Suriye Muhalif ve Devrimci Güçler Ulusal Koalisyonu (SMDK) üst düzey yetkilileri, Koalisyonu Başkanı Abdurrahman Mustafa başkanlığında, ABD Dışişleri Bakanlığı Suriye Özel Temsilcisi James Jeffery ve yanındaki heyetle bir toplantı düzenledi.
SMDK’nın İstanbul’daki binasında, bugün gerçekleşen toplantıda, taraflar, Rusya ve Türkiye arasında varılan İdlib anlaşması, sivillerin korunması ve Birleşmiş Milletler (BM) gözetimindeki siyasi sürecinin işletilmesi gibi konuları ele aldı.
Toplantıda bir konuşma gerçekleştiren SMDK Başkanı Abdurrahman Mustafa, BM gözetimindeki çözüm çabalarını desteklemeye devam ettiklerini vurgulayarak, “Biz, Suriye muhalefetinin müzakere heyetinin BM tarafından oluşturulacak yeni Anayasa komitesine katılımını da destekledik” dedi.
Konuşmasında, BM gözetiminde oluşturulacak Anayasa komitesinin, Suriye’deki yeni Anayasa çalışmalarının ayrılmaz bir parçası olduğunu ve sonuçlarının siyasi çözüme yarar getireceğini dile getiren Mustafa, Anayasa çalışmalarının dört ayağının eş zamanlı çalışmaya başlaması ve siyasi çözüm, yönetim şekli ve seçimler gibi konuları da ele alması gerektiğini sözlerine ekledi.

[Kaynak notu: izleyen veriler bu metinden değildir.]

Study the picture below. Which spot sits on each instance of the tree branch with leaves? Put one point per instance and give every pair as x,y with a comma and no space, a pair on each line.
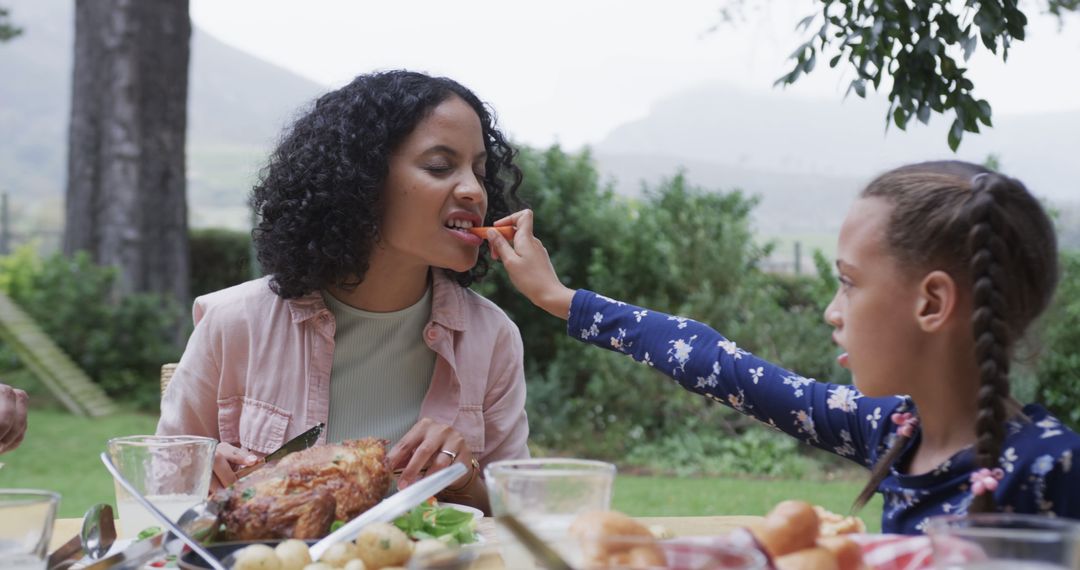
922,45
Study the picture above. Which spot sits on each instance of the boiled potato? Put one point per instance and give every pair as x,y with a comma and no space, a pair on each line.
294,555
383,545
257,557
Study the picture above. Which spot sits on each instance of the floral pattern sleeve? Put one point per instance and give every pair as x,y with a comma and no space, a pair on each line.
832,417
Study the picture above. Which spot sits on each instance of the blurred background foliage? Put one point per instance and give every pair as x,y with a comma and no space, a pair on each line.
677,248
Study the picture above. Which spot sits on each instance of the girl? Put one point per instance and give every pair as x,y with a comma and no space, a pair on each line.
364,321
942,267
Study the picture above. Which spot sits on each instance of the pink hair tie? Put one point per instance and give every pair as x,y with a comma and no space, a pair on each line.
907,423
985,479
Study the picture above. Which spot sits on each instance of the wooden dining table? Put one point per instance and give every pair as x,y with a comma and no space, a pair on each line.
678,526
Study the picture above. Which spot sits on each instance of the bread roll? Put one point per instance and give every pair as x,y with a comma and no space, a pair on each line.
611,539
790,527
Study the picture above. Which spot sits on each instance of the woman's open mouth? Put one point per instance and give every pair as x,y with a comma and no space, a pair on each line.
460,230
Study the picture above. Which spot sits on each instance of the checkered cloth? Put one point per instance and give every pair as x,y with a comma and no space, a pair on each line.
894,552
880,552
733,551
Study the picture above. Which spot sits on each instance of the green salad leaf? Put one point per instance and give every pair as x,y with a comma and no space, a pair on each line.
147,532
442,523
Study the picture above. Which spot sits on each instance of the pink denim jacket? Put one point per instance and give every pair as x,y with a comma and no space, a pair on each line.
257,367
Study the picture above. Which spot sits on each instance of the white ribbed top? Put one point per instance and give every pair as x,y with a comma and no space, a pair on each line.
381,370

Rusya ve Türkiye arasında varılan İdlib anlaşmasına da değinen Mustafa, anlaşmanın önemli bir adım olduğuna dikkat çekti. Türkiye’nin üstlendiği rol ve uluslararası toplumun Türkiye’ye verdiği destekten övgüyle bahsetti. Uluslararası toplumun İdlib anlaşmasının kapsamlı bir ateşkes getirmesi için katkılarını sürdürmesini ümit ettiğini belirten Mustafa, İdlib’deki tampon bölgeye gerçekleştirdiği ziyarete dair bilgi verdiği konuşmasında, “Devrimci gruplara bağlı gençlerimiz, rejim tarafından düzenlenecek muhtemel bir saldırıya karşı hazır haldeydi” dedi.
Mustafa, toplantıda yaptığı konuşmada, “SMDK olarak, dostlarımızdan Suriye’de halkımızın özgürlük ve onur taleplerini karşılayacak bir siyasi süreç için diplomatik çabalarını artırmalarını bekliyoruz” ifadelerini kullandı.
Abdurrahman Mustafa, Esed rejimine ait hapishanelerde tutulan tutuklular meselesine öncelik verilmesi gerektiğine işaret ettiği konuşmasında, şunları söyledi;
“Tutukluların bir pazarlık kartı olarak kullanılmasını kabul etmemiz mümkün değildir. Bu mesele müzakerelerin konusu olamayacak insani bir meseledir. Esed rejiminin suç ve ihlallerine karşı suskun kalmak mümkün değildir. Hapishanelerdeki işkence altında ölüm vakalarının durmasını ve kalan tutukluların kurtarılmasını temenni ediyoruz.”
Toplantıda gerçekleştirdiği konuşmada, Suriye’de kimyasal silah ve tehcir gibi suçlar başta olmak üzere, savaş suçları işleyenlerden hesap sorulması gerektiğini ifade ederek, Esed rejimine karşı bu konuda daha etkin adımlar atılmasını isteyen Mustafa, sözlerini, “Bu suçların durdurulması için herkes sorumluluk üstlenmeli” şeklinde konuştu.
SMDK Başkanı, toplantıda yaptığı konuşmada, ayrıca, uluslararası güçlerin, kapsamlı bir siyasi çözüm sürecinin işletilmesi ve geçiş sürecini yönetecek Tam Yetkili Geçici Yönetim Kurulu’nun kurulması için Suriye’deki etkinliklerini artırması gerektiğine vurgu yaptı. Bununla birlikte, Esed rejimine Cenevre bildirgesi ve 2254 sayılı uluslararası kararların gereklerini uygulaması için baskı kurulmasını talep etti.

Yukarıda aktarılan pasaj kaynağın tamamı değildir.